I am really not looking forward to this and seeing my stbx again. Since separating I have uncovered so many lies and finally found out the truth about him and his adulterous behaviour (not from him though as he would never ever admit it). We were married for 13 years and together for about 18.
I think I can be strong and not get emotional, i.e. annoyed and angry, but any tips others might have used in the situation would be appreciated. I realise I have to get through this but it is difficult to try and pre-empt how the other will be as I feel I don''t know this person anymore!
I remember feeling exactly the same as you before mediation. I got a tummy upset every time and each time was shocked at the depths he would sink to in order to distort the truth.
At the first session on my own I was able to explain what I was fearful of - intellectual bullying and all the lies.
At the joint sessions I tried to keep calm and polite; didn''t over react even when I felt like screaming.
Try to treat it as an information gathering exercise.
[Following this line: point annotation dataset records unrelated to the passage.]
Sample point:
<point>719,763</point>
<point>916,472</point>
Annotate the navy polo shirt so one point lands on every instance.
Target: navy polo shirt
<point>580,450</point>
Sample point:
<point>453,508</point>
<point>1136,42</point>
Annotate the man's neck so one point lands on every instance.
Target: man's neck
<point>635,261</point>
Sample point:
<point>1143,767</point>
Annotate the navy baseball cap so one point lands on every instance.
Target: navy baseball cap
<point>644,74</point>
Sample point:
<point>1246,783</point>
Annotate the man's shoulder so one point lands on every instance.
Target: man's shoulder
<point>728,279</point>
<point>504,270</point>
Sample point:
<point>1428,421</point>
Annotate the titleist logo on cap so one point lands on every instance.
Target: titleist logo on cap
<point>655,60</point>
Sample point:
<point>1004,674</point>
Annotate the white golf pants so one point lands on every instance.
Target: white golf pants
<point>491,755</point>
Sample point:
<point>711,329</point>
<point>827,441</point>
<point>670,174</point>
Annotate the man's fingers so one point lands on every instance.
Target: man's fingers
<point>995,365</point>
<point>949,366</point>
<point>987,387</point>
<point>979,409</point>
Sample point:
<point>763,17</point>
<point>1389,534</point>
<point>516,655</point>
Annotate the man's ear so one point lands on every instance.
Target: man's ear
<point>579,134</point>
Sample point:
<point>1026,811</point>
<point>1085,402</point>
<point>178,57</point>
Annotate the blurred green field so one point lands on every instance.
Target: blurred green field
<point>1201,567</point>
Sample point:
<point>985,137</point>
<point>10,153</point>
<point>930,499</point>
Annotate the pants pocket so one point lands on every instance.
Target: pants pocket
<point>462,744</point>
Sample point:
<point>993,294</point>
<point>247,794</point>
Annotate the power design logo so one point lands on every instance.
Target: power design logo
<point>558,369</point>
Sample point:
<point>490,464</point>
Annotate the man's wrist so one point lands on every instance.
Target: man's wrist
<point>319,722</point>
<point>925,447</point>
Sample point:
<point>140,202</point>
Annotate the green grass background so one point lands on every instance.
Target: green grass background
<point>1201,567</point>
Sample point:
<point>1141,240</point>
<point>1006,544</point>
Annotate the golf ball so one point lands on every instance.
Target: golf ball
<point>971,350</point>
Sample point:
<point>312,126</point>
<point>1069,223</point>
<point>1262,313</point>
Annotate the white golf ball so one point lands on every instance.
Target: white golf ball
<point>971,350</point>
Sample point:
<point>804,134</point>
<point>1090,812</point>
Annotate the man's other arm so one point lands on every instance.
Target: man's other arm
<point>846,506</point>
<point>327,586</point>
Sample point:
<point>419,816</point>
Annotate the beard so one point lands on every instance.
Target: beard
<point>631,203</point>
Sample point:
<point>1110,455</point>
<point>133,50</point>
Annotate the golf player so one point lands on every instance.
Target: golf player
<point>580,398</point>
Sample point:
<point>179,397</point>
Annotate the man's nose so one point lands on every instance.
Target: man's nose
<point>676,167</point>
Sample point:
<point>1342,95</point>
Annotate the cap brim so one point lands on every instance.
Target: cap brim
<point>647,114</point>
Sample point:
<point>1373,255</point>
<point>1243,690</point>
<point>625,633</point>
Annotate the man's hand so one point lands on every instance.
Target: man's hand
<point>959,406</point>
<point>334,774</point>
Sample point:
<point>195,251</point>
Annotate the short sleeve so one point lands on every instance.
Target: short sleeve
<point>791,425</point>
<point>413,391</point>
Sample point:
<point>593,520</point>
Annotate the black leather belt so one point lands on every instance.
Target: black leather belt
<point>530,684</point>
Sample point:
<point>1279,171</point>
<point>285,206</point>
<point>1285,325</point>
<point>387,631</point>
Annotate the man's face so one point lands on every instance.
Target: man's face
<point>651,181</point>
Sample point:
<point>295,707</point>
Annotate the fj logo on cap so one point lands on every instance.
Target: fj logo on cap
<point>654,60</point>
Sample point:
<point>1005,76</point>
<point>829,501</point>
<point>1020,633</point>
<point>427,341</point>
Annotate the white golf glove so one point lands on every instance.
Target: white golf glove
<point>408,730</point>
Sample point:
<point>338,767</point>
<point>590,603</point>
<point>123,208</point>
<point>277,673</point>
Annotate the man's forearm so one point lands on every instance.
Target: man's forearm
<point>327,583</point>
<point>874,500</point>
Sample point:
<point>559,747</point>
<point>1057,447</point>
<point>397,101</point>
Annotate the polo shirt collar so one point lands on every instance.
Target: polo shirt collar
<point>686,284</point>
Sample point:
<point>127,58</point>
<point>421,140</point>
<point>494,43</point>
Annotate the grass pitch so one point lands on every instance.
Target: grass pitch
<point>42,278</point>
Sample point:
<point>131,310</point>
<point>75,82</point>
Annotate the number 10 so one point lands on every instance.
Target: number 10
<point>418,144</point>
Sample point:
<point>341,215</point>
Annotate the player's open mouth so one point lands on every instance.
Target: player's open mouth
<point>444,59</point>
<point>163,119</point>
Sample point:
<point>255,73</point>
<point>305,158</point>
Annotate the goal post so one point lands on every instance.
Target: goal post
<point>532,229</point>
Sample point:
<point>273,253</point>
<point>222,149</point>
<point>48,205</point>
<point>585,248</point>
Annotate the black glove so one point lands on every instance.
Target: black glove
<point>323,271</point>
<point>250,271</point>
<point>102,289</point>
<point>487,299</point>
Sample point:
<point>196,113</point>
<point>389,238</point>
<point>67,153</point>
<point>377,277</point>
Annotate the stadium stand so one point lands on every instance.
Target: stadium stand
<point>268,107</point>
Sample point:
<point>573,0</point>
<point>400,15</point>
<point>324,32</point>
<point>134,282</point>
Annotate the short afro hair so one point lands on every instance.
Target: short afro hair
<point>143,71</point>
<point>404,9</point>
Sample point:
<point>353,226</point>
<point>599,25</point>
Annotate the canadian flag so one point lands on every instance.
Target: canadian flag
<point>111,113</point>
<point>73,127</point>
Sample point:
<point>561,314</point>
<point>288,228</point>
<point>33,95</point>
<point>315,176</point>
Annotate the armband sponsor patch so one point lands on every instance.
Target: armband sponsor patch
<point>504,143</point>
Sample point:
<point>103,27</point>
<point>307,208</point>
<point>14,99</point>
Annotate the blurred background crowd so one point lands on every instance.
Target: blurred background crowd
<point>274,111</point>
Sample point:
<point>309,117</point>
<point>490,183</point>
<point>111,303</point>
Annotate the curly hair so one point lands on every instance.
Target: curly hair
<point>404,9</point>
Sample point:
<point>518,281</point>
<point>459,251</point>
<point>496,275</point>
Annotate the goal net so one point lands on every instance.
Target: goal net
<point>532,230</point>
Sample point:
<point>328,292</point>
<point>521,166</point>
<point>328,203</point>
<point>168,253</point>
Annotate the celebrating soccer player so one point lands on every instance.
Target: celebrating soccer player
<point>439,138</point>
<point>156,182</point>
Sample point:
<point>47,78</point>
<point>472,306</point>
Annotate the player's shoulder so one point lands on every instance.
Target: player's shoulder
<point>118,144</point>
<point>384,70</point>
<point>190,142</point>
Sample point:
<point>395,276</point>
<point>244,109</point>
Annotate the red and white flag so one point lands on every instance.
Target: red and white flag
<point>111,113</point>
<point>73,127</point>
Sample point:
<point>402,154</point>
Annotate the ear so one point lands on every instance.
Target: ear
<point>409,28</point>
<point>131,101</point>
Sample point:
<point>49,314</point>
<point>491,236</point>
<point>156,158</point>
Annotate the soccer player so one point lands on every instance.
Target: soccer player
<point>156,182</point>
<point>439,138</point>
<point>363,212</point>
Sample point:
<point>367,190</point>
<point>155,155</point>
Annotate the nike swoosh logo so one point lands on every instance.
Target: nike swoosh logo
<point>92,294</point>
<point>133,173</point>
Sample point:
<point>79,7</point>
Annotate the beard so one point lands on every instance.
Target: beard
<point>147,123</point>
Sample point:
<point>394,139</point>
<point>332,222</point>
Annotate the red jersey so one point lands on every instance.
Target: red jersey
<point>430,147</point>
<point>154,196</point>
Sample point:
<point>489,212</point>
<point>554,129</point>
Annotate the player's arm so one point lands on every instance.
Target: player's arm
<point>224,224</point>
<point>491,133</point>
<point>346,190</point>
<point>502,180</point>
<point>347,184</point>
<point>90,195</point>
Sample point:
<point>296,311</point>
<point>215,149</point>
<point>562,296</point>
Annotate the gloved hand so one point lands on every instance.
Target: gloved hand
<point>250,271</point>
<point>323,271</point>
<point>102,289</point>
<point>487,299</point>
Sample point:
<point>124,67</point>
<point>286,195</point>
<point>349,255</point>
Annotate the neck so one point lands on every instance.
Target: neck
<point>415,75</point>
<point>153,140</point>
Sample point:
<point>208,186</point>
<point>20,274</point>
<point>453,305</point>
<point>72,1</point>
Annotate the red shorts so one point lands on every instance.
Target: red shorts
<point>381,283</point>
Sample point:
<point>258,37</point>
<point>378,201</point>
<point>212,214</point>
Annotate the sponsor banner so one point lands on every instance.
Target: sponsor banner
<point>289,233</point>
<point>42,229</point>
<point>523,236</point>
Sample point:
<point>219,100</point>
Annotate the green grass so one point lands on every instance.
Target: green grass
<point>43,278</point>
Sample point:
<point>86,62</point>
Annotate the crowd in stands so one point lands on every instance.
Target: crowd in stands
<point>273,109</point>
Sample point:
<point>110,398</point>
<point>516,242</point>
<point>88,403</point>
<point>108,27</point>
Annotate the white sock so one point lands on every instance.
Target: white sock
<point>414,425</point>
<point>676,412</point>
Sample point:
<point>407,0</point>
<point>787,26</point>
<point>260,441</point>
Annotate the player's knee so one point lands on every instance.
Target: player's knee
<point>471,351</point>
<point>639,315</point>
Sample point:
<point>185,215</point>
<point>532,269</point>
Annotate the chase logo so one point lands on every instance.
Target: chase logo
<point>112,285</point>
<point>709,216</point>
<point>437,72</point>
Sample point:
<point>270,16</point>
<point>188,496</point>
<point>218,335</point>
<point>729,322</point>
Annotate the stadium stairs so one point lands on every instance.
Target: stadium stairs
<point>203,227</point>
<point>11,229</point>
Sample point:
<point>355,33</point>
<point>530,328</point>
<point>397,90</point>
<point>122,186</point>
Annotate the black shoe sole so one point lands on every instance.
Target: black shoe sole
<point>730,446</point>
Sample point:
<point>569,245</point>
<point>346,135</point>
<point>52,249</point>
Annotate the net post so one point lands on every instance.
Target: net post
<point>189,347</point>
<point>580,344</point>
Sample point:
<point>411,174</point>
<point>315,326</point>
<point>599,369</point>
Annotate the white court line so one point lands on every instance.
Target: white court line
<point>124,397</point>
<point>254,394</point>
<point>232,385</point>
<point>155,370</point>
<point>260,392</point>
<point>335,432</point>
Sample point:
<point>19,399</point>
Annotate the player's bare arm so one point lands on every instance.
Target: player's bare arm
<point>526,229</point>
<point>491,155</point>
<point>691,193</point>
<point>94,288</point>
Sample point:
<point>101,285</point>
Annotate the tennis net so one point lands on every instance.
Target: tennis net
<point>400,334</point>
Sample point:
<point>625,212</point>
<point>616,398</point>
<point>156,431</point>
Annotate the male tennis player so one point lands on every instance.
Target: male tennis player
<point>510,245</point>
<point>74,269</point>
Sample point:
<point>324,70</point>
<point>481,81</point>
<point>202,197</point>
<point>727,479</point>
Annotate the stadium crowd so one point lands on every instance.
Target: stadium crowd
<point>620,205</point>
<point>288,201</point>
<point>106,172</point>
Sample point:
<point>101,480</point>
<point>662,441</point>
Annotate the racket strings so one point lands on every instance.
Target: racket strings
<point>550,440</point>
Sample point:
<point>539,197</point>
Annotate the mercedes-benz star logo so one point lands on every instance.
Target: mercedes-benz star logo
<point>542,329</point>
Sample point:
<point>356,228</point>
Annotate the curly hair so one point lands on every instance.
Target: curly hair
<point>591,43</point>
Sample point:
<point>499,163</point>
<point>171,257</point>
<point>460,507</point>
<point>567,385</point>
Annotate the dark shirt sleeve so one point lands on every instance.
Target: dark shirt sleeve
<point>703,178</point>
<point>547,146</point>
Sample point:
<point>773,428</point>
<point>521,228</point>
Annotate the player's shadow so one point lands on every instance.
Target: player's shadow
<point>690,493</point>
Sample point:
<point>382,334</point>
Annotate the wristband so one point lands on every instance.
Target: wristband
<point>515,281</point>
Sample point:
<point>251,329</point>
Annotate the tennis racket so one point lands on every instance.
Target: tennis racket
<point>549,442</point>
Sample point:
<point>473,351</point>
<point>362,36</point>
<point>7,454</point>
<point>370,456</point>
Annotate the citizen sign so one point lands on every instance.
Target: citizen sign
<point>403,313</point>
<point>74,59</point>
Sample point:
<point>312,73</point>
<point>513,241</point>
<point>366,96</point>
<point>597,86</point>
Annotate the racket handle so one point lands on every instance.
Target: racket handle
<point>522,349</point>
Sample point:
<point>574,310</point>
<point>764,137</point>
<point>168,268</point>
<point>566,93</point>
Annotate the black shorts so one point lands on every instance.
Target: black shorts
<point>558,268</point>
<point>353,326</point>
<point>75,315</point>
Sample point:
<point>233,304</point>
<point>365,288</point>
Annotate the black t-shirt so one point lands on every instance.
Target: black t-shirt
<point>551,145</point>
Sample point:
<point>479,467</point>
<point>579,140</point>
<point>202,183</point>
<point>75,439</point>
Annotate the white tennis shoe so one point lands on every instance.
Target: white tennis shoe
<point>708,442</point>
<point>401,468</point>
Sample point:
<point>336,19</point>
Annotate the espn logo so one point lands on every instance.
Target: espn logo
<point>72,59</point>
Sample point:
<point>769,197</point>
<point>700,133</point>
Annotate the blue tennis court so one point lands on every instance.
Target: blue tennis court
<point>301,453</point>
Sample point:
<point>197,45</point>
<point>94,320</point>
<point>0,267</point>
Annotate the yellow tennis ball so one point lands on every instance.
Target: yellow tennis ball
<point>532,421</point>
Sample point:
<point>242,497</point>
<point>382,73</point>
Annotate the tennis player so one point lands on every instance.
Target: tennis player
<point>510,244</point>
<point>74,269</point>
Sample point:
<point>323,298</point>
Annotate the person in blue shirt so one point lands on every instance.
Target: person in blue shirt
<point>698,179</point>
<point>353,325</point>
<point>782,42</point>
Our Mediator had seen it all before so soon realised what my STBX was up to. I produced three sets of copies of everything that would be needed for completing form E (one for him, one for Mediator and one for me). I made lots of lists of prompts etc. before each session but rarely needed them as it was mainly conducted in a business-like manner in getting all the financial information down on paper. Some of the things my STBX came out with were very cruel and I can now see them for what they were - desperate insults to knock me off balance. If you feel overwhelmed then simply ask for a break to gather your thoughts. If you are asked questions that you do not feel able to answer then just say that you need to ''give that some thought''.
It''s not a pleasant experience but I just had to keep it in mind what it was like in comparison to the stories I''ve heard about taking it through court.